This article demonstrates the use of text analysis and linear regression to predict score for a newly identified software vulnerability. The solution demonstrated here relies on the historical CVE (Common Vulnerability Enumeration) data stored in NVD (National Vulnerability) database, and scikit-learn libraries. It uses the “summary” text of the vulnerability to extract features, and then predicts CVSS score (both V2 and V3 scores).
The RMSE (root mean squared error) for the current experiment, which measures how close are the predictions to the actuals, is 1.33.
Introduction
CVSS (common vulnerability system) is a vulnerability scoring system for software vulnerabilities that has been developed to help software industry to prioritize and remediate vulnerabilities promptly and reduce the number of attacks on systems. There are two versions: V2.0 and V3.x standards. The scores range from 0.0 to 10.0, and their qualitative severity rankings differ from V2 to V3. For V2, Low is 0.0–3.9, Medium is 4.0–6.9, and High is 7.0–10.0. For V3, Low is 0.1–3.9, Medium is 4.0–6.9, High is 7.0–8.9, and Critical is 9.0–10.0.
After disclosure of a vulnerability, the CVSS score may not be available for few days. In that situation, the proposed solution can be used to get an estimation of possible score for the newly identified vulnerability.
The rest of the paper describes data, its source, approach for extracting features, and use of LinerRegression to predict scores for different sets of features. The complete code from Jupyter Notebook is provided at the end of the article.
Data
Figure 1 gives a pictorial view of the dataset. The columns used for this experiment are “summary” and “cvss”.
This dataset was available on Kaggle. It had 89,660 records. It had CVE data published between Jan, 1999 and Nov, 2019.
Feature Extraction and Selection
The summary column is textual data that provides a high-level summary of a CVE when it gets disclosed for the first time. I broke down this text into a bag of words using “CountVectorizer” function available in “sklearn”. Here is the code extract
# will convert text to number vectorvectorizer = CountVectorizer(stop_words=stop_words)# convert text into word featuresX_train = vectorizer.fit_transform(X_train)X_test = vectorizer.transform(X_test)
For the dataset used, there were 82,934 words after eliminating common English stop words. I used the “SelectKBest” function from “sklearn” to identify the most influential features. I used “f_regression” as the score function that uses F value to determine statistically significant features. Figure-2 shows the relationship between actual and predicted values for different number of features (words) selected.

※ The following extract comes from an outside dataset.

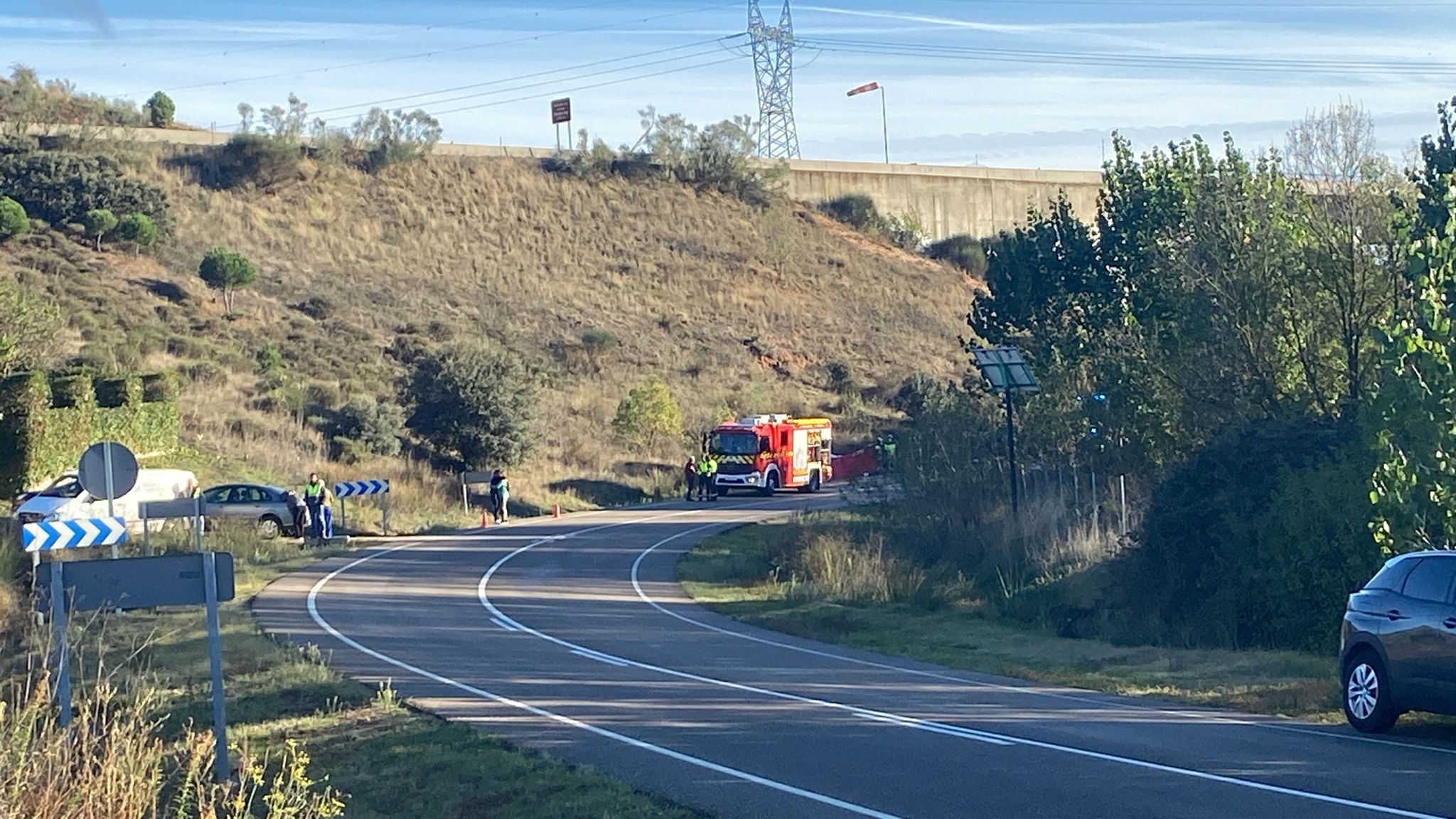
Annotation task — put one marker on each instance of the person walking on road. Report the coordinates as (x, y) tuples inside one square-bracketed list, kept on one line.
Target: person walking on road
[(314, 500), (704, 476), (689, 478), (500, 496), (712, 477)]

As can be seen from the picture above, there was large variation between prediction and actual when all features (words) were used. Then I experimented with multiple of 100 features (words) at a time. The variation improved with 100 words, 200, and 300 words, and started staying the same or diminished as the number of features (words) were increased.
Model Training
The goal was to predict CVSS score for the newly identified vulnerability that would fall between 0 and 10. Since this was a continuous target, I used multivariate regression for building the model.
For model training, I divided the total dataset into 70 and 30 ratios for training and test data. I used “LinearRegression” from “sklearn” to create the model. I evaluated the model using all, 100, 200, 300, 400, and 500 features. Figure-3 shows the comparison of RMSE¹ (Root Mean Squared Error) and R-square² values between these different experiments.
Model Prediction
I gathered 21 CVEs from NVD site those were latest CVEs to be scored as of 18th Nov 2020. I used the model to predict CVSS scores for these vulnerabilities and compared those scores against the actual scores given by NVD. Figure-4 shows the comparison for V2 scores, and Figure-5 shows for V3.x scores. The x-axis represents the difference between predicted and actual scores. The y-axis represents the frequency of this difference.
The greater number of data closer to zero on x-axis is better, meaning the model is predicting more CVEs closer to their actual values. As can be seen from the figure above, the experiment with 300 features provides better prediction. However, this is not the case for CVSS V3.x prediction (Figure 5). The possible explanation is that CVSS V3.x score started in Sept, 2019 whereas the dataset used for this experiment has CVSS V2.0 scores only.
Figure 6 shows a comparison between the predicted and actual values.
Conclusion and Future Work
The current model can be used to estimate a possible score for the vulnerability as soon as it has been disclosed. This model can be further improved using other techniques and additional features. Here are some ideas for future work
- Use combination of words (n-grams) to predict score
- Use CPE (Common Platform Enumeration) if available
- Create separate models for CVSS V2 and V3 prediction
- Use mutual info regression function to score and select features
- Use Neural Network for predicting score
[1] Root Mean Squared Error (RMSE): The mean squared error tells you how close a regression line is to a set of points. The lower is better.
[2] Coefficient Determination (R-squared): The coefficient of determination effectively compares the variance in the data to the variance in the residual. The residual is the difference between the predicted and observed value and its variance is the sum of squares of this difference. The closer to 1 is better.